WIDEAZONE.com, PALEMBANG | Soal ketidaktahuan masyarakat bahwa Palembang Sumatera Selatan [Sumsel] sebagai daerah habitat Gajah membuat Tim Puskass [Pusat Kajian Sejarah Sumatera Selatan] mengkaji tentang Gajah Palembang yang dilakukan di 5 daerah terdampak konflik. Kajian tersebut berlangsung selama 8 hingga 10 Mei 2024.
Tim Puskass terdiri dari Dedi Irwanto, Vebri Al-Lintani, Ali Goik, Kemas Panji, Dudy Oskandar, dan Mang Dayat.
Pada hari pertama, Tim terjun di 5 desa yang sering mengalami dan berdampak konflik dengan Gajah di antaranya Desa Bukit Batu, Simpang Heran, Banyu Biru, Srijaya Baru dan Desa Mulya. Rabu 8 Mei 2024 bertempat di Bukit Batu melakukan berbagai pendekatan persuasif dengan wawancara terhadap penduduk lokal.
Hal itu dilakukan untuk mengidentifikasi keberadaan habitat Gajah yang menjadi akar utama konflik antara manusia dan hewan mamalia darat terbesar di sana.
“Kita merasakan adanya konflik ini, yang utama habitat gajah diusik oleh manusia. Gajah memiliki jelajah edar yang bersifat siklus,” ungkap aktivis penggiat lingkungan, Ali Goik, Jumat 10 Mei 2024.
Nah, kata Ali Goik, berdasarkan pendapat masyarakat tadi, wilayah edar Gajah tidak sengaja diganggu, sehingga habitat mamalia masuk dan mengamuk di Pemukiman warga. Namun yang menarik, jika dulu masyarakat menghalau Gajah dengan kata-kata simbah ‘ojo mlebuh niki rumah cucumu atau mbak tinggali makan untuk cucum’. “Maka Gajah akan segera pergi. Kalau sekarang ubtuk menghalau mamalia darat terbesar harus dengan berbagai cara dan berganti strategi. Kalau bulan depan harus pakai tabuhan kaleng, bulan berikutnya dengan petasan alias mercon demikian seterusnya,” ujar Ali Goik.

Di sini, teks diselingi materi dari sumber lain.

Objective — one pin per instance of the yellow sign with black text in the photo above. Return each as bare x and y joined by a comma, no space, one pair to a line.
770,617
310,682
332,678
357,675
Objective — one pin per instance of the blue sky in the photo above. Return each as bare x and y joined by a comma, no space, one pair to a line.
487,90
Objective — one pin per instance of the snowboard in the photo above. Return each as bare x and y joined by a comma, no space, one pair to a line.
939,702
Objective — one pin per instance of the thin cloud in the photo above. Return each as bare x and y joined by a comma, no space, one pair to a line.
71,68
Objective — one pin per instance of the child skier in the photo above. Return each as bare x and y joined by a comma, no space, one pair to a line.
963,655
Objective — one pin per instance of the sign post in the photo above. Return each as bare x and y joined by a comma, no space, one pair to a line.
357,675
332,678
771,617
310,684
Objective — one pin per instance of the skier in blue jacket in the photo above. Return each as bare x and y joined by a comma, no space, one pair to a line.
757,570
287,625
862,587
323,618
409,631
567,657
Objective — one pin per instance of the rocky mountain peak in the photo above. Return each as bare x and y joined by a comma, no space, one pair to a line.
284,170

Hal senada juga dilontarkan budayawan Vebri Al-Lintani. Dia mengungkapkan dari pendapat masyarakat, sebenarnya, pada masa lalu ada harmonisasi antara kehidupan gajah dan manusia di Sumatera Selatan.
“Gajah itu hewan cerdas. Mamalia ini merasa terganggu kalau diusik. Tokoh Si Dasir dalam tradisi lisan Sumsel contohnya. Si Dasir mati karena mengusik gajah. Selain itu, dalam sejarah Raja Sriwijaya, Shih-ling-chia dikatakan menaiki gajah jika melakukan perjalanan jauh.,” ujarnya.
Artinya, ujar Vebri Al Lintani, sejak masa lampau, gajah Palembang sudah mendukung kehidupan manusia di Sumatera Selatan. Bukan berkonflik. Jadi menurutnya, jika ada konflik manusia dan gajah. Maka harus dicari solusi budayanya yang pas”, tutur budayawan, Vebri Al-Lintani.
Selaku Tim Puskass, Vebri mengutarakan gajah yang kerap kali menjadi persoalan di tengah pemukiman masyarakat Air Sugihan. Kendati demikian, Tim mencoba mencari akar masalahnya terlebih dahulu.
“Selama ini terkesan [terkait persoalan] saling lempar, oleh sebab itu Tim Puskass melakukan kajian dengan mencari akar konfliknya sekaligus berbagai kearifan lokal tentang gajah. Sehingga dapat dilakukan saran-saran dalam penanganan gajah di sana,” sebutnya menjelaskan.
Sementara, Ketua Tim Puskass Dedi Irwanto, mengklaim pihaknya, sejak awal Maret, telah mengumpulkan berbagai dokumentasi. Kemudian dilanjutkan dengan studi lapangan. Serta berbagai wawancara dengan ahli dan masyarakat awam tentang gajah. “Kita akan mendokumenkan dan menarasikan tentang kehidupan gajah, baik secara lintasan waktu di masa lampau maupun di masa kini. Termasuk penanganan gajah dari waktu ke waktu. Khususnya gajah Palembang,” ujarnya.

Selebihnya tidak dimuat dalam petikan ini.